Hu Y.,Nanjing Southeast University |
Xie L.,Nanjing Medical University |
Meng J.,Nanjing Southeast University |
Yang J.,The Key Laboratory of Photoelectronic Imaging Technology and System |
And 5 more authors.
Australasian Physical and Engineering Sciences in Medicine | Year: 2015
The aim of the proposed work is to improve low-dose lung CT (LDCT) screening using the processing of weighted intensity averaging over large-scale neighborhoods (WIA-LN). Both current and voltage reductions were considered for LDCT imaging. In the WIA-LN method, the processed pixel intensities are calculated by weighted averaging intensities among a large neighboring region. The weights are determined by the inter-similarity of the surrounding textures. A compute unified device architecture based parallelization was applied to accelerate the implementation.

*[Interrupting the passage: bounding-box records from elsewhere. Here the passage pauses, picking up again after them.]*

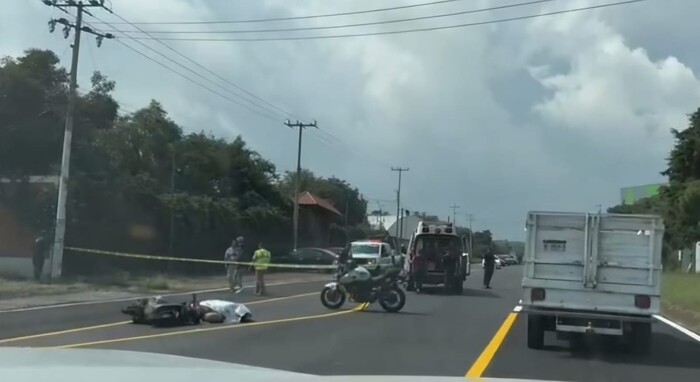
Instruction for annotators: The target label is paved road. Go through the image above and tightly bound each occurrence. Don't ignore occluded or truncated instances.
[0,266,700,382]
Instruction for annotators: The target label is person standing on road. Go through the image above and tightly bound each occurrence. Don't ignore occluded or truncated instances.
[253,242,272,296]
[224,236,244,293]
[411,243,429,293]
[484,248,496,289]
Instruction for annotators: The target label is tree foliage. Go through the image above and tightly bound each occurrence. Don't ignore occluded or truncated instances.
[0,50,366,271]
[608,108,700,259]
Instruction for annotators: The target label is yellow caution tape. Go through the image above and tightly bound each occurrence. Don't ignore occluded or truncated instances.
[64,247,337,269]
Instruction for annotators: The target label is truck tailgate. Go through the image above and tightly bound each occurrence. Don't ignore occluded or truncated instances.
[523,212,664,315]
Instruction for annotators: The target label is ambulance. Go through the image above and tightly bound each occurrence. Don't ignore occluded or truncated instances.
[404,221,471,294]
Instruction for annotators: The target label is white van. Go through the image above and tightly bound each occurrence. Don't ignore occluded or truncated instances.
[404,222,471,294]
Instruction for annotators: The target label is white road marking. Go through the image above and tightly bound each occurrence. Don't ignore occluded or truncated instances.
[0,279,323,314]
[654,314,700,342]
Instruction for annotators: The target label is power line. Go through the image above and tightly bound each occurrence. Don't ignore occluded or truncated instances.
[98,12,293,118]
[108,36,277,121]
[89,0,470,25]
[105,0,557,34]
[284,121,318,251]
[391,167,410,237]
[85,16,288,121]
[87,19,388,168]
[44,0,114,280]
[119,0,647,42]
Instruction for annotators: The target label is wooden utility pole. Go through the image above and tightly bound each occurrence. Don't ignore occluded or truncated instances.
[467,214,474,256]
[43,0,114,280]
[450,203,459,227]
[391,167,410,238]
[284,120,318,251]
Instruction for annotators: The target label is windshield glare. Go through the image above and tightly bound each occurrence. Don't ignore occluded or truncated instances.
[350,244,379,255]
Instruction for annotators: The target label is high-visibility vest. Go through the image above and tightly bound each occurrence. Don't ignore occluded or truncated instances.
[253,248,272,271]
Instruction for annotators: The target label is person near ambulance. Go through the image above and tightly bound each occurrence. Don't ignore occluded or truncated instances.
[252,242,272,296]
[224,236,244,292]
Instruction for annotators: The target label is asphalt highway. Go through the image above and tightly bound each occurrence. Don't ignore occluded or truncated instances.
[0,266,700,382]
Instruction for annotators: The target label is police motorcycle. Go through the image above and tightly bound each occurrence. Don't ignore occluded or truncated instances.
[321,256,406,313]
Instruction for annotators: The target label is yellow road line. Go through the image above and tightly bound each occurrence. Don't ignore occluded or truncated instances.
[0,279,324,314]
[52,305,363,349]
[465,312,518,378]
[0,292,318,344]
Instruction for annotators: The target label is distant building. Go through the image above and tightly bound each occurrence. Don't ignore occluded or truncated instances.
[298,191,345,247]
[620,183,666,204]
[367,215,396,230]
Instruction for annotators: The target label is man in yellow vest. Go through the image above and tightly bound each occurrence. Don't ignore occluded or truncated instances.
[253,242,272,296]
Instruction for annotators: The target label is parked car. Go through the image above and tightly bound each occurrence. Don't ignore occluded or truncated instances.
[496,255,512,266]
[272,247,338,272]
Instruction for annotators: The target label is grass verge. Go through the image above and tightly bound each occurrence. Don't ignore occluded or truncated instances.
[661,272,700,333]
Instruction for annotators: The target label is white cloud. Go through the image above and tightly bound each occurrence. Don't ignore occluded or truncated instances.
[0,0,700,239]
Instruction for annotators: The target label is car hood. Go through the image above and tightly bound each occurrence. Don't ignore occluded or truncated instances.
[0,347,568,382]
[352,253,379,259]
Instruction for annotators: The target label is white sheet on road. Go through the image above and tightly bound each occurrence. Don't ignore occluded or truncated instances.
[199,300,251,323]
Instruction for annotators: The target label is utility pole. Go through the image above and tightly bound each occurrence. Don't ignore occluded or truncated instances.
[467,214,474,256]
[284,120,318,251]
[450,203,459,227]
[391,167,410,237]
[43,0,114,280]
[168,145,177,256]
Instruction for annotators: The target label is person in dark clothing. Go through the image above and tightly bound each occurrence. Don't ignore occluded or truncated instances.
[442,243,459,288]
[32,236,51,281]
[484,248,496,289]
[411,249,427,293]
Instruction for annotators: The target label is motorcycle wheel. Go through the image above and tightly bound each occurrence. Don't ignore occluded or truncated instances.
[321,287,345,309]
[379,285,406,313]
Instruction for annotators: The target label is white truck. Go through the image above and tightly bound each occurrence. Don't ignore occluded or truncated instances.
[522,212,664,353]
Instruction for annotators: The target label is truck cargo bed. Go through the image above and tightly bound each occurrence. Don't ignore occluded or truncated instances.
[522,212,664,316]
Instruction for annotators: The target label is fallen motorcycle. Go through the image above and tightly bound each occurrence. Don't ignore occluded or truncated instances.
[122,295,201,326]
[321,259,406,313]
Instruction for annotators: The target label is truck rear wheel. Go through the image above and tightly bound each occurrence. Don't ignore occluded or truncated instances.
[452,278,464,295]
[629,322,651,355]
[527,314,545,350]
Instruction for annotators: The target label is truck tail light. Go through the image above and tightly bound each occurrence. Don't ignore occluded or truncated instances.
[634,295,651,309]
[530,288,546,301]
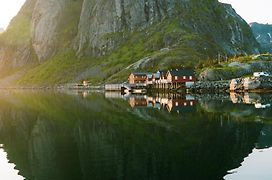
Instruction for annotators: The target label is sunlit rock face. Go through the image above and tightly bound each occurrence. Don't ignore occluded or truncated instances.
[31,0,66,61]
[250,23,272,53]
[76,0,258,55]
[0,0,259,68]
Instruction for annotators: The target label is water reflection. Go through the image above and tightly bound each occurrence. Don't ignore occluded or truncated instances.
[128,94,197,113]
[0,147,24,180]
[0,92,272,180]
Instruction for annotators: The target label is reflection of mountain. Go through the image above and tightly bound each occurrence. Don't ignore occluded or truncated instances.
[0,92,268,180]
[199,93,272,121]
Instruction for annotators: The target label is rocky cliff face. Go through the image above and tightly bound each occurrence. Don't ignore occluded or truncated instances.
[250,23,272,53]
[0,0,259,84]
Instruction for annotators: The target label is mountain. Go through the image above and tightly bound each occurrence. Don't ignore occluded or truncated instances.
[0,0,260,84]
[250,22,272,53]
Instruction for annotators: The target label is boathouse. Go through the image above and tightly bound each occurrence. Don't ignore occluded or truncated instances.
[128,73,147,84]
[166,69,196,87]
[145,73,153,85]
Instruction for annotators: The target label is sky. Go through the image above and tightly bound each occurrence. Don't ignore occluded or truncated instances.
[219,0,272,24]
[0,0,25,28]
[0,0,272,28]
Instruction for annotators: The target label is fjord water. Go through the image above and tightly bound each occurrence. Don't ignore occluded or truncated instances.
[0,91,272,180]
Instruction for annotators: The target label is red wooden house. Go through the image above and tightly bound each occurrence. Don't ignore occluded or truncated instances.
[128,73,147,84]
[166,69,196,87]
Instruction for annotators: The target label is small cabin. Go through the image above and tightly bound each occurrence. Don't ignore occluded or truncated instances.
[128,73,147,84]
[166,69,196,87]
[145,73,153,85]
[152,71,161,83]
[158,71,167,83]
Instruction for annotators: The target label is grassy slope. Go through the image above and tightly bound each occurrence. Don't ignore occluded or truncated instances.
[18,20,221,85]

To evaluate the effectiveness of the proposed processing, low-dose lung CT images were obtained under both 75% reduced tube current and 33.3% reduced tube voltage condition respectively from a 16 detector rows Siemens CT. The standard routine standard-dose CT images were also collected as the reference images. In addition to clinical data from patients, an anthropomorphic lung phantom was also used in the study. Visual comparison and statistical qualitative analysis of image quality scores on the datasets are made in validation. Compared to the original LDCT images, improved visual and qualitative performance can be observed for the processed images. Statistically significant improvement of noise/artifacts suppression and nodule structure enhancement are achieved by using the proposed method (P < 0.05). The proposed method is capable of providing LDCT images under significantly reduced tube current and voltage settings in low-dose condition. Quality of the processed images was assessed by radiology specialists. Parallelization based algorithm optimization was also performed to increase the clinical applicability of the proposed processing. © Australasian College of Physical Scientists and Engineers in Medicine 2015.